The 2020 Colorado ballot will be packed this year with eleven statewide ballot initiatives, a Senate race, and the Presidential election. As an organization, we are committed to shifting power to the communities that are directly affected by policies. So for the first time on September 28th, community member-leaders from Pueblo and Fort Morgan joined us to learn about ballot initiatives that are connected to our mission of fighting for policies that allow everyone to care for themselves and their families. Our community member-leaders voted on our positions; below are the measures we endorse or oppose.
We OPPOSE Amendment 76, Citizenship Requirement for Voting. Amendment 76 would change the Colorado constitution from “Every citizen” can vote to “only citizens” can vote. The immediate impact of change would be that 17-year-olds who will be 18 by the general election can not vote in primary elections. Colorado already has a secure election system that ensures that voters meet the legal voting requirements. The change would only serve to further confuse and disenfranchise voters.

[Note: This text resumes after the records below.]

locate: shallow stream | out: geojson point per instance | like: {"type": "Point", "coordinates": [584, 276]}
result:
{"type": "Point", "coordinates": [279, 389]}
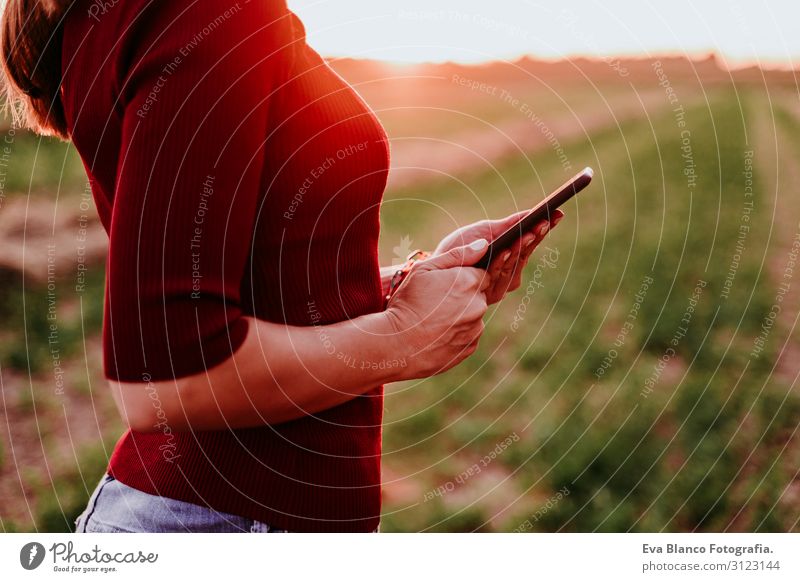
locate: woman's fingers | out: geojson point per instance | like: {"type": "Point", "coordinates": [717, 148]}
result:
{"type": "Point", "coordinates": [505, 271]}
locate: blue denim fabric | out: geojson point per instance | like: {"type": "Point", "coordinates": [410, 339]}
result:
{"type": "Point", "coordinates": [115, 507]}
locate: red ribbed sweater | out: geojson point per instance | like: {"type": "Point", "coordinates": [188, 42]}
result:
{"type": "Point", "coordinates": [235, 174]}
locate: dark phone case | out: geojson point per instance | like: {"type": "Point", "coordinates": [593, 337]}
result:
{"type": "Point", "coordinates": [538, 213]}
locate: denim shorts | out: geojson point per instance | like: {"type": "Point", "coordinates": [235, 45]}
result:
{"type": "Point", "coordinates": [117, 508]}
{"type": "Point", "coordinates": [114, 507]}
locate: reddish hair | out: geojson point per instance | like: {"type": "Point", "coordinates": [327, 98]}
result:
{"type": "Point", "coordinates": [30, 53]}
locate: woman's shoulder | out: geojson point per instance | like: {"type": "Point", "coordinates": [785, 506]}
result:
{"type": "Point", "coordinates": [145, 22]}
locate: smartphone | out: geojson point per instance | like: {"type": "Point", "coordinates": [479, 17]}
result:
{"type": "Point", "coordinates": [538, 213]}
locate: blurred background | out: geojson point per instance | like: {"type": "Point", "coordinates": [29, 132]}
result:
{"type": "Point", "coordinates": [644, 378]}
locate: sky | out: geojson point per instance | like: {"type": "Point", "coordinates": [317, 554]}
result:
{"type": "Point", "coordinates": [742, 32]}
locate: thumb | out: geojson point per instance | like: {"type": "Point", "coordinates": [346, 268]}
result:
{"type": "Point", "coordinates": [465, 256]}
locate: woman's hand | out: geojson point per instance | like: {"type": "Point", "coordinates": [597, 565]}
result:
{"type": "Point", "coordinates": [505, 270]}
{"type": "Point", "coordinates": [437, 312]}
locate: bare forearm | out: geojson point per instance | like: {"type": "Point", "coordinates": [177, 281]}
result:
{"type": "Point", "coordinates": [278, 374]}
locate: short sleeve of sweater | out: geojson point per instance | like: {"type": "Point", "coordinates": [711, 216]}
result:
{"type": "Point", "coordinates": [194, 98]}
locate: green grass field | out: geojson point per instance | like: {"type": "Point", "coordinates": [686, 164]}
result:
{"type": "Point", "coordinates": [640, 380]}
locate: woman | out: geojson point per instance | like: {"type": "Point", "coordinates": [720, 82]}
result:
{"type": "Point", "coordinates": [246, 338]}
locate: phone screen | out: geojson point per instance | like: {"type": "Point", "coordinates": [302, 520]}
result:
{"type": "Point", "coordinates": [538, 213]}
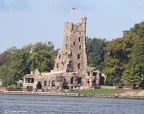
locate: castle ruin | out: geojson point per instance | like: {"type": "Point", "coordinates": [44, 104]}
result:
{"type": "Point", "coordinates": [70, 71]}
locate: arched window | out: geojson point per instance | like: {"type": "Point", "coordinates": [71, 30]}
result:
{"type": "Point", "coordinates": [53, 83]}
{"type": "Point", "coordinates": [78, 56]}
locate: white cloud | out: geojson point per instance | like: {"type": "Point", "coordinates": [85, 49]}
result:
{"type": "Point", "coordinates": [59, 6]}
{"type": "Point", "coordinates": [6, 5]}
{"type": "Point", "coordinates": [137, 3]}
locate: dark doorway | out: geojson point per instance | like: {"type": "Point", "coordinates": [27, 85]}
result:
{"type": "Point", "coordinates": [39, 85]}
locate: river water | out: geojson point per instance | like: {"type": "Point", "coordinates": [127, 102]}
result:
{"type": "Point", "coordinates": [33, 104]}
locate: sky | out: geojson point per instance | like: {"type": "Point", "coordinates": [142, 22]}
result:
{"type": "Point", "coordinates": [30, 21]}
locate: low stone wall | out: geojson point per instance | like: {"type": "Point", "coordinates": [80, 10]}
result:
{"type": "Point", "coordinates": [3, 88]}
{"type": "Point", "coordinates": [121, 95]}
{"type": "Point", "coordinates": [41, 93]}
{"type": "Point", "coordinates": [108, 87]}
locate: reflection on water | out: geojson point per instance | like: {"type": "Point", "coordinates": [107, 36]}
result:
{"type": "Point", "coordinates": [32, 104]}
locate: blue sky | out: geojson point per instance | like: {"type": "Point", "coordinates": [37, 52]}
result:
{"type": "Point", "coordinates": [30, 21]}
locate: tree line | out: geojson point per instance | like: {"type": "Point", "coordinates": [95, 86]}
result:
{"type": "Point", "coordinates": [121, 59]}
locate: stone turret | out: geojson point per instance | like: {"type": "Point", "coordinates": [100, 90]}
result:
{"type": "Point", "coordinates": [73, 56]}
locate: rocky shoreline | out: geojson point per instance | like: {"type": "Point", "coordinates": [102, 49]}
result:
{"type": "Point", "coordinates": [128, 94]}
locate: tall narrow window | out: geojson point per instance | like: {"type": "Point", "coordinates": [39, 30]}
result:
{"type": "Point", "coordinates": [78, 65]}
{"type": "Point", "coordinates": [53, 83]}
{"type": "Point", "coordinates": [79, 39]}
{"type": "Point", "coordinates": [79, 47]}
{"type": "Point", "coordinates": [72, 80]}
{"type": "Point", "coordinates": [78, 56]}
{"type": "Point", "coordinates": [79, 80]}
{"type": "Point", "coordinates": [74, 43]}
{"type": "Point", "coordinates": [45, 83]}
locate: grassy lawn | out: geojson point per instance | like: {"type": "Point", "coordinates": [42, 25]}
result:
{"type": "Point", "coordinates": [106, 91]}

We OPPOSE Proposition 115, Prohibit Abortions After 22 Weeks. Proposition 115 is a back-door abortion ban which would limit access to health care. As written, Proposition 115 makes no exception for late-term abortion due to health care needs or in the event of rape. If passed, Proposition 115 would punish providers who perform abortions after 22 weeks with fines and/or the suspension of their license, further reducing access to critical health services. We believe that everyone should have access to what they need to make the best health care decisions for themselves and their families; Proposition 115 would limit that access and particularly impact women of color.
We OPPOSE Proposition 116, State Income Tax Rate Reduction. If passed, Proposition 116 would reduce the income tax rate from 4.63% to 4.55%. While the reduction may not seem substantial, the result would be a $154 million cut to our state budget, meaning cuts to things like schools and transportation. As a result of COVID-19 and the economic crisis that has followed, Colorado already had to cut $3.3 billion from our state budget in 2020. The impact of reduced funding will disproportionately impact communities of color and low-income communities, while the wealthiest in our state will see the largest benefit.
We OPPOSE Proposition 117, Voter Approval for Certain New State Enterprises. Proposition 117 seeks to require voter approval for enterprises that generate over $100 million in the first five years. Enterprises are part of the TABOR Amendment in the state constitution and are state-owned businesses that receive less than 10% of funding from the State and are largely funded by fees. The Health Insurance Affordability Fund (SB20-215) that Center for Health Progress supported creates an enterprise that collects a fee on health insurance companies that will help make health insurance more affordable for many Coloradans, if Proposition 117 passed, it could negatively impact the implementation of the Health Insurance Affordability Fund. We oppose Proposition 117 because it would further restrict the ability of our state representatives to address the needs of the state.
We SUPPORT Proposition 118, Paid Family and Medical Leave. If passed, Proposition 118 would create a paid family and medical leave program in Colorado. Employees would receive 12 weeks of paid leave for personal or family health including domestic violence after $2,500 earned in wages. People would be able to take an additional four weeks for pregnancy or childbirth complications. At Center for Health Progress, we believe health care is a right. Creating a paid family and medical leave program would make it so that more people can take the time they need to care for themselves and their families.